Бургомистр на поминальную трапезу не пришел, из совета общины явился только уполномоченный по социальным вопросам, один из сыновей Хольдера, и сел за другой стол, к мужикам, что были при гробе. Она слышала, как Унтерталлингер расспрашивает его насчет нового закона о сборе грибов и социальный уполномоченный с удовольствием растолковывает ему этот закон во всех подробностях: что местным владельцам лесных угодий лицензия на сбор грибов вовсе не нужна, зато их родственникам, ежели инспекция обнаружит их в лесу без сопровождения владельца, нужна. Лицензию, а точнее говоря, годовой грибной пропуск по самому льготному тарифу получают местные жители из тех, кто владельцами лесных угодий не является, тогда как туристы для получения временного грибного пропуска обязаны предъявить письменное подтверждение пребывания в отпуске не менее чем на пять дней, к тому же и платить им придется по гораздо более высокому тарифу, чем местным. А дороже всего обойдется лицензионная карточка тем, кто хотя и прописан в провинции, но местными жителями не являются, то бишь не местным, пришлым, проще говоря, городским грибникам, причем им будут выдаваться только однодневные пропуска, и не где-нибудь, а в местных туристических бюро, которые, как известно, раньше девяти не открываются, чем уже в определенной мере обеспечиваются гарантии, что пришлые грибники не составят местным сколько-нибудь серьезной конкуренции.

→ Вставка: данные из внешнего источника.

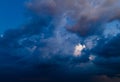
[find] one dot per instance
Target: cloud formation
(45, 46)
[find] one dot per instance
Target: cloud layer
(45, 46)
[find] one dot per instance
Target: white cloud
(78, 49)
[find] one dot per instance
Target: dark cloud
(43, 48)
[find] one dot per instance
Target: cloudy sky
(60, 40)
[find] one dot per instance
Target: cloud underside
(80, 37)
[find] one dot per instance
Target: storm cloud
(67, 40)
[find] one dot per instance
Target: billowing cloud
(71, 39)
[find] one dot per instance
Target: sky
(12, 14)
(60, 40)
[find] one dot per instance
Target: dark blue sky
(11, 14)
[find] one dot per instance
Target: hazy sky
(11, 14)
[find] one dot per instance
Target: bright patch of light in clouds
(91, 57)
(78, 49)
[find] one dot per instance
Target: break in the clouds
(71, 39)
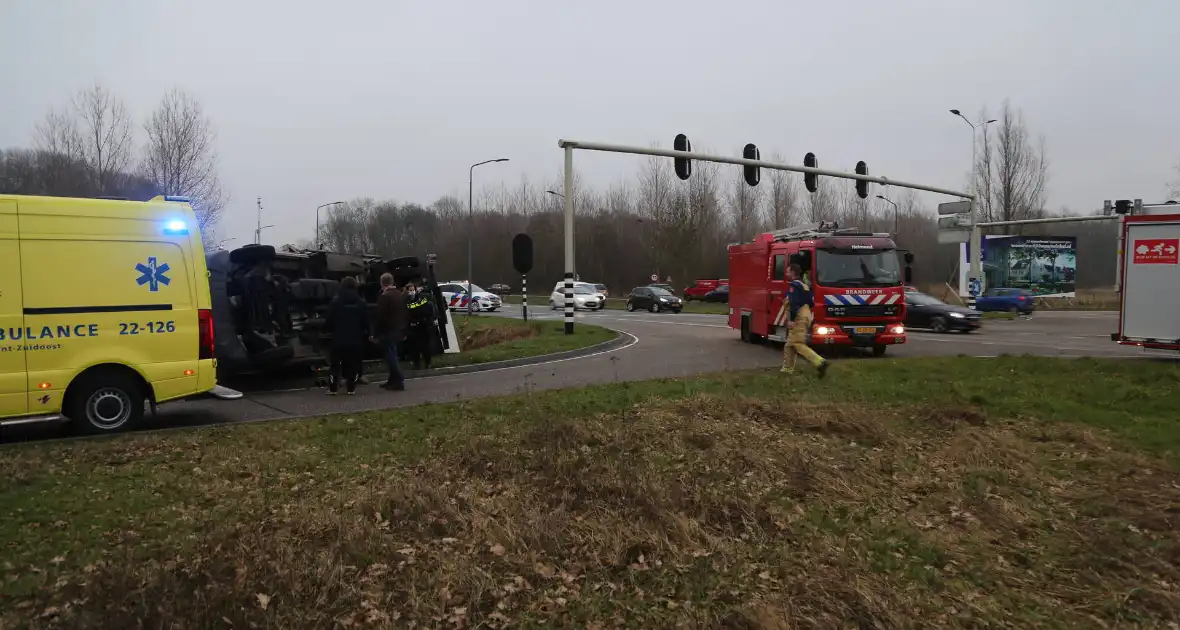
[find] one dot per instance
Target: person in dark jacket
(392, 319)
(348, 322)
(419, 340)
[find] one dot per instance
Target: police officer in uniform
(420, 336)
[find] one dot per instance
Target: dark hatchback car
(720, 295)
(654, 299)
(923, 310)
(1022, 301)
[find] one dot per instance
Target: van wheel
(105, 401)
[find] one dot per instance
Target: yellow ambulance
(104, 308)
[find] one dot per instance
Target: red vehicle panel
(856, 279)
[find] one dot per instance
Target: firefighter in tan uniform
(800, 300)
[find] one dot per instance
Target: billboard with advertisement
(1046, 266)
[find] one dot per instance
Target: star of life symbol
(152, 274)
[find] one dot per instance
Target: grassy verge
(486, 339)
(1010, 492)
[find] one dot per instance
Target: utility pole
(257, 231)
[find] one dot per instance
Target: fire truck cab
(858, 286)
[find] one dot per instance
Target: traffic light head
(861, 185)
(683, 165)
(752, 172)
(810, 179)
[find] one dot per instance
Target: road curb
(620, 340)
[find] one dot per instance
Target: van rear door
(13, 386)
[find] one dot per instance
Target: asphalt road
(661, 346)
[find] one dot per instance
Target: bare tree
(179, 156)
(59, 145)
(821, 204)
(106, 137)
(1174, 185)
(784, 197)
(1021, 171)
(745, 207)
(655, 199)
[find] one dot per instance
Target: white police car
(585, 296)
(454, 294)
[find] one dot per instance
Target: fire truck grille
(861, 310)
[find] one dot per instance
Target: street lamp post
(976, 268)
(882, 197)
(982, 125)
(319, 242)
(471, 221)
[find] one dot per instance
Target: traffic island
(964, 492)
(487, 342)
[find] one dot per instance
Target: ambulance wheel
(105, 400)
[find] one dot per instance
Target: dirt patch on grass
(483, 334)
(701, 512)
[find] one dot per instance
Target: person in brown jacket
(389, 328)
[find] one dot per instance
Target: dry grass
(485, 339)
(689, 509)
(484, 332)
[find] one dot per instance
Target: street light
(984, 125)
(319, 242)
(471, 221)
(976, 241)
(882, 197)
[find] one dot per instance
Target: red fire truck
(859, 287)
(1149, 279)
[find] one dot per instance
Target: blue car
(1008, 300)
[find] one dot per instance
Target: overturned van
(269, 304)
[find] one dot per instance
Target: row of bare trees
(91, 146)
(657, 224)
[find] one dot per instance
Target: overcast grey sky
(318, 102)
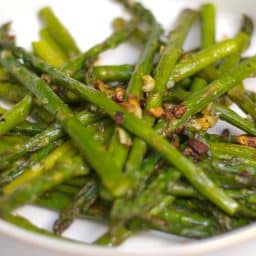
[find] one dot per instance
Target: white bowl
(89, 21)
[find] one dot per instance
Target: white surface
(89, 22)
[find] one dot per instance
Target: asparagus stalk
(169, 57)
(204, 58)
(43, 139)
(16, 115)
(232, 117)
(75, 65)
(142, 68)
(15, 171)
(29, 192)
(82, 138)
(141, 129)
(207, 14)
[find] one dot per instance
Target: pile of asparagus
(130, 145)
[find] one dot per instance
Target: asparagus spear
(139, 128)
(16, 115)
(29, 192)
(206, 57)
(232, 117)
(15, 171)
(142, 68)
(169, 57)
(51, 134)
(207, 14)
(75, 65)
(82, 138)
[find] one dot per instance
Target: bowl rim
(197, 248)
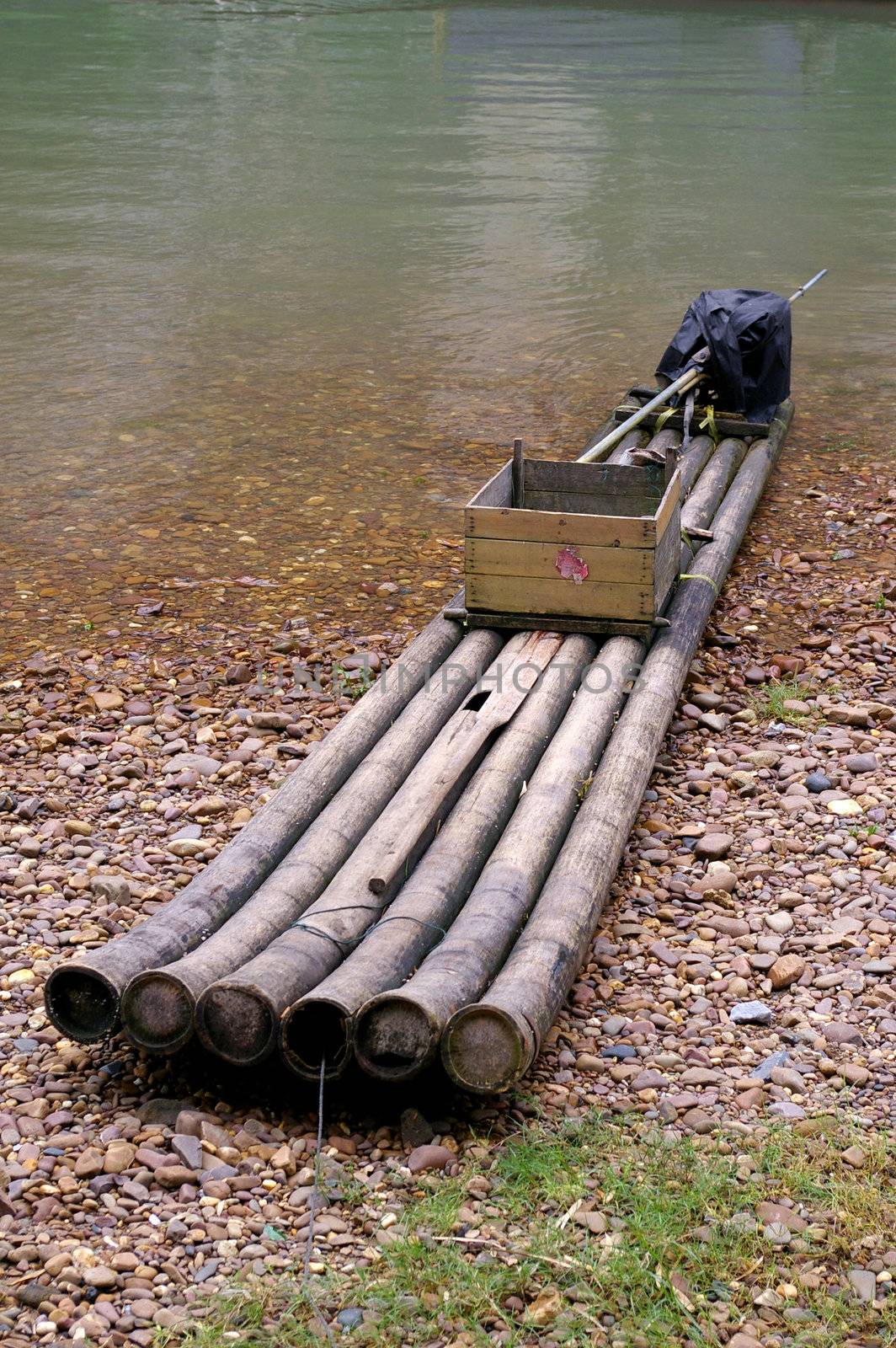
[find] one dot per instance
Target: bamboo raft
(428, 883)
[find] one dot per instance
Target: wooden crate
(590, 543)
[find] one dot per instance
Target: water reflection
(294, 281)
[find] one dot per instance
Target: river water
(280, 282)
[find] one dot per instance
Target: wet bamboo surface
(431, 876)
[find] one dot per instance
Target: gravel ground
(744, 974)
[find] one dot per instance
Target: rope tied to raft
(698, 576)
(344, 944)
(316, 1193)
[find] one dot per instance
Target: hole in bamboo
(157, 1011)
(236, 1024)
(81, 1003)
(313, 1031)
(394, 1038)
(477, 700)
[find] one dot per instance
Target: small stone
(713, 846)
(89, 1163)
(786, 970)
(107, 701)
(781, 923)
(119, 1157)
(100, 1277)
(765, 1071)
(417, 1131)
(787, 1110)
(700, 1122)
(429, 1158)
(860, 763)
(845, 809)
(114, 889)
(172, 1177)
(864, 1284)
(840, 1031)
(199, 763)
(751, 1013)
(189, 1149)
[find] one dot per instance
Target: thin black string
(344, 944)
(316, 1195)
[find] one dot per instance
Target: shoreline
(794, 678)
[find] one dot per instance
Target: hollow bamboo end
(239, 1024)
(395, 1038)
(81, 1003)
(157, 1011)
(313, 1030)
(487, 1049)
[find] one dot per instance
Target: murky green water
(278, 278)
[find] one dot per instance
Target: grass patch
(593, 1233)
(768, 701)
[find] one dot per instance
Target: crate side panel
(596, 503)
(500, 557)
(666, 561)
(558, 527)
(669, 506)
(525, 595)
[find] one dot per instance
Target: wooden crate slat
(558, 527)
(671, 502)
(554, 623)
(543, 475)
(666, 561)
(495, 557)
(525, 595)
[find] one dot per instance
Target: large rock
(192, 763)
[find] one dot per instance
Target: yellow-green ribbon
(698, 576)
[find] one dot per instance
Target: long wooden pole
(158, 1004)
(397, 1033)
(83, 995)
(684, 384)
(491, 1044)
(320, 1024)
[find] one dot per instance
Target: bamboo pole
(83, 995)
(491, 1044)
(320, 1024)
(714, 482)
(239, 1017)
(397, 1033)
(158, 1004)
(694, 462)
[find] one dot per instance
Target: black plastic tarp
(749, 339)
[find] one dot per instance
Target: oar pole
(682, 384)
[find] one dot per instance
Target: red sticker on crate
(570, 565)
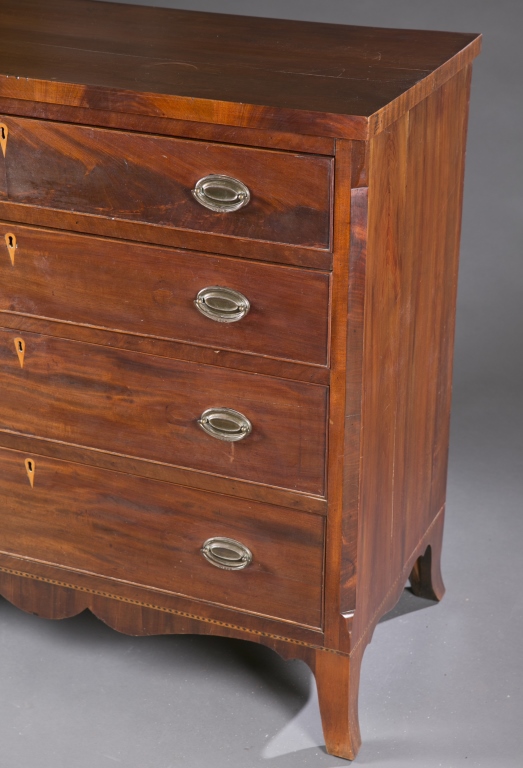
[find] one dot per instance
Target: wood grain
(224, 134)
(155, 470)
(416, 167)
(149, 533)
(150, 292)
(141, 178)
(326, 79)
(147, 407)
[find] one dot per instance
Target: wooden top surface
(324, 79)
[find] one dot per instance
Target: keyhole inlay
(3, 137)
(10, 241)
(30, 469)
(20, 350)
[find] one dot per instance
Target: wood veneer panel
(177, 238)
(142, 178)
(150, 292)
(150, 533)
(250, 137)
(156, 470)
(381, 377)
(57, 593)
(181, 351)
(147, 407)
(326, 79)
(416, 175)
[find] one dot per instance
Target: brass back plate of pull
(10, 241)
(4, 130)
(20, 350)
(30, 469)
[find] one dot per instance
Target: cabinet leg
(337, 680)
(425, 578)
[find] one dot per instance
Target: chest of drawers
(228, 261)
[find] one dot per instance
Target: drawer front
(148, 407)
(151, 533)
(143, 178)
(151, 291)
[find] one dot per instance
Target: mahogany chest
(228, 262)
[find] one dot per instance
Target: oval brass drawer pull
(222, 194)
(224, 305)
(225, 424)
(226, 553)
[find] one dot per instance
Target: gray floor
(441, 684)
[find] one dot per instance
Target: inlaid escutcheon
(148, 407)
(151, 533)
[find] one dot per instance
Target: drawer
(151, 533)
(151, 291)
(146, 406)
(149, 179)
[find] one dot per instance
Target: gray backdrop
(441, 685)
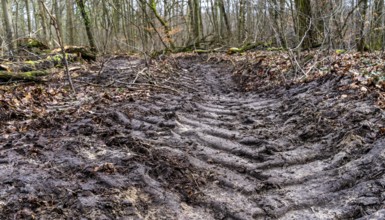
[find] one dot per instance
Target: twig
(139, 73)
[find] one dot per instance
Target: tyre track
(298, 153)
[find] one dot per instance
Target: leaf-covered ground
(256, 136)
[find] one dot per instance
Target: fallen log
(28, 76)
(49, 62)
(81, 52)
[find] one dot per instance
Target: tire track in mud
(301, 153)
(312, 151)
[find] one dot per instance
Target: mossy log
(31, 43)
(55, 60)
(26, 76)
(248, 46)
(82, 52)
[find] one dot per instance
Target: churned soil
(198, 147)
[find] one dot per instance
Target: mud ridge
(309, 151)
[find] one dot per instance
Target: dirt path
(313, 151)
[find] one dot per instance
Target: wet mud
(205, 150)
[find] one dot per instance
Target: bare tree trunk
(87, 24)
(8, 27)
(70, 22)
(28, 11)
(43, 23)
(361, 46)
(305, 23)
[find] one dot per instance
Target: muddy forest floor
(192, 137)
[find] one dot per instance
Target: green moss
(339, 51)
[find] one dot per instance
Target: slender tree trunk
(305, 23)
(28, 11)
(164, 24)
(87, 24)
(70, 22)
(241, 20)
(377, 31)
(43, 23)
(8, 27)
(361, 46)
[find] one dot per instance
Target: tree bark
(305, 23)
(8, 27)
(87, 24)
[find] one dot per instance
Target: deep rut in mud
(312, 151)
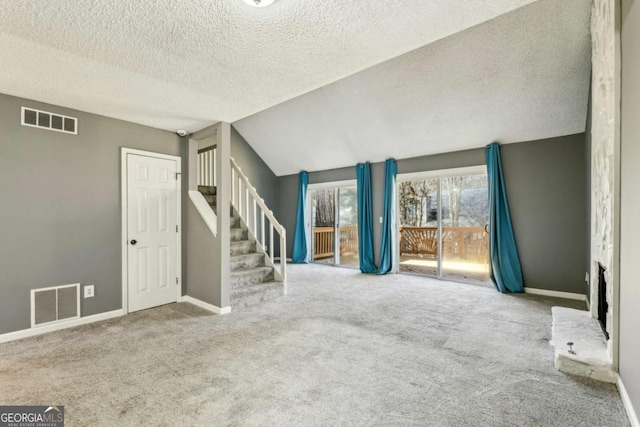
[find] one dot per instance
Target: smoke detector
(259, 3)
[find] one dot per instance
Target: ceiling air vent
(49, 305)
(51, 121)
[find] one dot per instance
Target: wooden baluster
(247, 206)
(215, 180)
(233, 186)
(239, 207)
(283, 259)
(271, 241)
(255, 217)
(262, 236)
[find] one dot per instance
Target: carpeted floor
(342, 348)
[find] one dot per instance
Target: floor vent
(55, 304)
(50, 121)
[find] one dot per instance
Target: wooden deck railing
(459, 242)
(323, 241)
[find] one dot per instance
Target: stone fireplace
(605, 143)
(603, 305)
(581, 347)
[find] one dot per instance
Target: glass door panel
(418, 221)
(348, 226)
(465, 241)
(323, 225)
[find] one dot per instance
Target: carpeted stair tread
(242, 247)
(207, 190)
(251, 260)
(235, 222)
(238, 234)
(251, 276)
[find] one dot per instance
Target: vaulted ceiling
(342, 78)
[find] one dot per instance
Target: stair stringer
(259, 248)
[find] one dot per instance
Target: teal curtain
(300, 249)
(365, 219)
(506, 272)
(388, 210)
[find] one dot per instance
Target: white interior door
(152, 212)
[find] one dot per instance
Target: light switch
(89, 291)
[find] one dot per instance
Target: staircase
(252, 280)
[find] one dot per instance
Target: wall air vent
(55, 304)
(50, 121)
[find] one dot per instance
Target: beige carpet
(342, 348)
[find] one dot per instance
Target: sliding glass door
(334, 224)
(465, 215)
(443, 226)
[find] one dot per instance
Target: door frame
(432, 174)
(124, 152)
(336, 226)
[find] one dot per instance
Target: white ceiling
(186, 64)
(520, 77)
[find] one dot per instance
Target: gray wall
(60, 210)
(629, 350)
(254, 168)
(547, 192)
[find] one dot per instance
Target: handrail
(246, 201)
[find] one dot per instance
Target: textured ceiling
(189, 63)
(522, 76)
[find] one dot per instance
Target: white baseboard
(26, 333)
(628, 406)
(210, 307)
(556, 294)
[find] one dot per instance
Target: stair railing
(207, 166)
(251, 207)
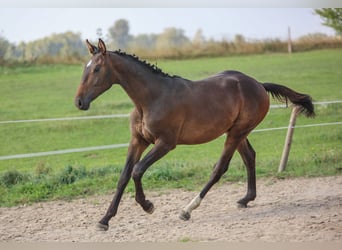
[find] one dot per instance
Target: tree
(332, 18)
(119, 34)
(172, 38)
(199, 38)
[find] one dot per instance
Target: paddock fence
(114, 146)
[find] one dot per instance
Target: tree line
(68, 47)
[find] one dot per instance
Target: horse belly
(197, 132)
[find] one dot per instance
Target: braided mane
(152, 67)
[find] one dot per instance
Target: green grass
(48, 91)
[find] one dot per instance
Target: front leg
(135, 149)
(158, 151)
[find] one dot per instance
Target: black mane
(152, 67)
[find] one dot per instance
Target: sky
(28, 24)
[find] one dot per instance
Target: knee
(136, 173)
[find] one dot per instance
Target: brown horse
(171, 110)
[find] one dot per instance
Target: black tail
(285, 94)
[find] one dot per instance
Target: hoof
(184, 216)
(149, 208)
(102, 227)
(241, 205)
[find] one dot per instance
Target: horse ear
(102, 46)
(92, 49)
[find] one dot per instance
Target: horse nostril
(78, 103)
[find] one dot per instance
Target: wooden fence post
(289, 41)
(288, 140)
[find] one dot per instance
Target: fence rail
(125, 115)
(113, 146)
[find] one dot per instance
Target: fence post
(288, 140)
(289, 42)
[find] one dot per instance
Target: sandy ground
(296, 210)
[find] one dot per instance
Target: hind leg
(248, 156)
(220, 168)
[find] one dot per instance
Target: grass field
(47, 91)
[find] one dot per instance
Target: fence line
(126, 115)
(67, 118)
(95, 148)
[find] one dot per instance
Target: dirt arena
(295, 210)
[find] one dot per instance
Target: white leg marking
(89, 63)
(193, 204)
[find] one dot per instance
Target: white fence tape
(95, 148)
(124, 115)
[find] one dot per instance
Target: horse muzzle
(82, 104)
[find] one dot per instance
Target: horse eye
(97, 68)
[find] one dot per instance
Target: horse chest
(146, 132)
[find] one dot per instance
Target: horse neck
(141, 84)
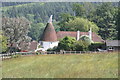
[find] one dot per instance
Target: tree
(64, 18)
(15, 29)
(81, 45)
(106, 20)
(81, 24)
(36, 31)
(3, 41)
(79, 10)
(86, 39)
(67, 43)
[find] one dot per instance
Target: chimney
(78, 35)
(50, 20)
(90, 34)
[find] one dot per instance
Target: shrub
(81, 46)
(67, 43)
(95, 46)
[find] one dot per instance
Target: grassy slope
(62, 66)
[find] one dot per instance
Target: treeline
(68, 16)
(4, 4)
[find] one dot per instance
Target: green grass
(62, 66)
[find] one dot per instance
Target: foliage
(105, 18)
(81, 45)
(86, 39)
(104, 15)
(101, 65)
(79, 10)
(81, 24)
(3, 43)
(64, 18)
(67, 43)
(95, 46)
(15, 29)
(36, 31)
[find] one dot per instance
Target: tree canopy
(81, 24)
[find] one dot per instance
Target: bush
(67, 43)
(95, 46)
(81, 46)
(15, 56)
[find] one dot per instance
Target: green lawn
(62, 66)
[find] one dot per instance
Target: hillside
(38, 12)
(101, 65)
(104, 15)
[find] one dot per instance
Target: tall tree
(16, 29)
(79, 9)
(106, 20)
(81, 24)
(3, 41)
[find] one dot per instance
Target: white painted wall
(47, 45)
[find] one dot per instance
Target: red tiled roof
(49, 33)
(33, 46)
(62, 34)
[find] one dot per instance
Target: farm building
(113, 45)
(50, 37)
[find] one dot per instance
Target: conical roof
(49, 33)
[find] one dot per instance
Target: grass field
(62, 66)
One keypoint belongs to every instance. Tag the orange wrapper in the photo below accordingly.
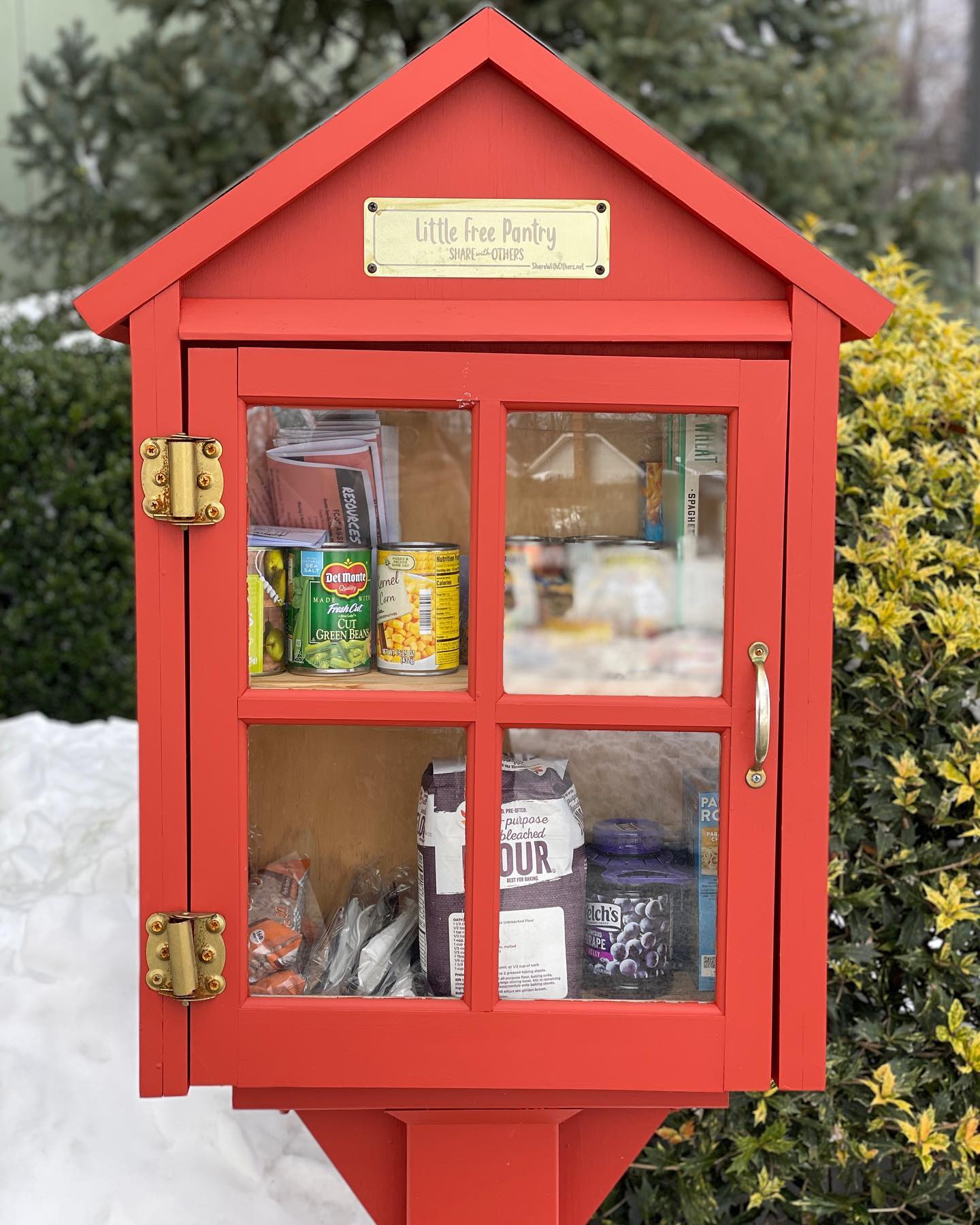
(284, 983)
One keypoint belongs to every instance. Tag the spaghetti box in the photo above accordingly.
(700, 800)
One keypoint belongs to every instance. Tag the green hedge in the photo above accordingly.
(65, 525)
(896, 1137)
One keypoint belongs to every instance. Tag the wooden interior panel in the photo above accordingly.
(343, 796)
(485, 137)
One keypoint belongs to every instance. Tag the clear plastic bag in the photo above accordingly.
(370, 946)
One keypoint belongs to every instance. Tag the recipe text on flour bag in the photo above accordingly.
(542, 879)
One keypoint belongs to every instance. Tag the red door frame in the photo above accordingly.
(448, 1045)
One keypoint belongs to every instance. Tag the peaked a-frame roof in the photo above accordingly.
(487, 37)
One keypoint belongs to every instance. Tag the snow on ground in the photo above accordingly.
(78, 1145)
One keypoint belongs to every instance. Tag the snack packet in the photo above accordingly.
(283, 923)
(284, 983)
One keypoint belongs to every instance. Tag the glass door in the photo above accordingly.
(472, 710)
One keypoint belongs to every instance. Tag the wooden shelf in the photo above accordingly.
(440, 683)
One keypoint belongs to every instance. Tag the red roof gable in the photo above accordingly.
(488, 37)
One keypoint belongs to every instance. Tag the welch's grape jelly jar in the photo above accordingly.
(635, 913)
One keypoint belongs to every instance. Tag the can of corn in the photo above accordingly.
(418, 606)
(329, 615)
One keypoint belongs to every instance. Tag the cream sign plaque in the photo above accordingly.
(536, 239)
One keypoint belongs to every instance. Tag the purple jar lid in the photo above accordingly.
(626, 836)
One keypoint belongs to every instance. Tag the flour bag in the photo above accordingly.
(542, 879)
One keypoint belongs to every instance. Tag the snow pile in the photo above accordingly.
(76, 1142)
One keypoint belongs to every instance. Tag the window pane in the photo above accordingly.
(359, 542)
(335, 863)
(615, 553)
(609, 865)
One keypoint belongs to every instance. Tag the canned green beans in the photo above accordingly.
(329, 615)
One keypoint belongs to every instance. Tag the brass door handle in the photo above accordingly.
(759, 653)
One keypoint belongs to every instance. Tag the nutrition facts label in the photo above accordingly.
(532, 955)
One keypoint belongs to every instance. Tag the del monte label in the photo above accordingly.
(344, 578)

Словом, новый грибной закон создает все предпосылки для того, чтобы, не отваживая курортников, оградить леса от наших земляков-горожан, то бишь от наших соседей снизу,а по-простому, по-немецки говоря, от итальяшек, которые в прежние времена в грибной сезон ни свет ни заря толпами валили сюда что из Вероны, что из Венеции.